Based on current policies, without stronger action, most ASEAN countries will clearly not meet the WHO target of a 30% reduction in smoking prevalence by 2030. Smoking rates could be significantly reduced, and over 1 million years of life lost to smoking-related disease could be prevented with interventions such as a 15% increase in tobacco taxes.

Limitations

- The smoking trends were not modelled by age group
- The relationship between prevalence reduction and DALYs was assumed to be linear
- Newly emerging trends such as vaping and e-cigarette use were not included or investigated in the study

Future directions

In the future, more detailed data such as age and income could be incorporated. The model could also be expanded by exploring e-cigarette usage and vaping using advanced machine learning methods such as Temporal Fusion Transformers to improve the accuracy and applicability of the study.

Conclusion

We developed a simple machine learning tool that does not require installation and can predict smoking trends while assessing policy impacts across ASEAN. Based on our analysis, most countries will not achieve the WHO target unless stronger tobacco control measures are implemented. Even a modest tax increase could avoid over a million DALYs. The overall framework is also adaptable to other public health areas without external software installation.

Software availability

Source code available from: https://github.com/awabahmad469/smoking-analysis

Archived source code at: https://doi.org/10.5281/zenodo.17499927

License: MIT.

This software is based on code originally published by Mahmood Ahmad (DOI: https://doi.org/10.5281/zenodo.17095791) and has been reused and extended with permission under the MIT License.

Ethics and consent

Ethical approval and consent were not required for this study as it used publicly available, deidentified datasets and there was no direct involvement from human participants.

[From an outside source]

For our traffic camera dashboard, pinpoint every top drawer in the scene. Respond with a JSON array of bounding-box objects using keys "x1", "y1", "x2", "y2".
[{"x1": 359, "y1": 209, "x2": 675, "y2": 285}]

The primary data on smoking prevalence and disease burden were obtained from the Institute for Health Metrics and Evaluation (IHME) Global Burden of Disease Study 2021, accessible at https://ghdx.healthdata.org/record/ihme-data/gbd-2021-asean-smoking-prevalence-burden-1990-2021 (accessed 30 July 2025).

Additional variables and processed datasets generated for analysis, including extrapolations to 2022 and policy simulation inputs, are publicly archived on Zenodo at https://doi.org/10.5281/zenodo.17095791, enabling full reproducibility by readers and reviewers.

Data availability

The dataset used in this study is publicly available from Mahmood Ahmad (2025), “Smoking”, Zenodo, https://doi.org/10.5281/zenodo.17095791.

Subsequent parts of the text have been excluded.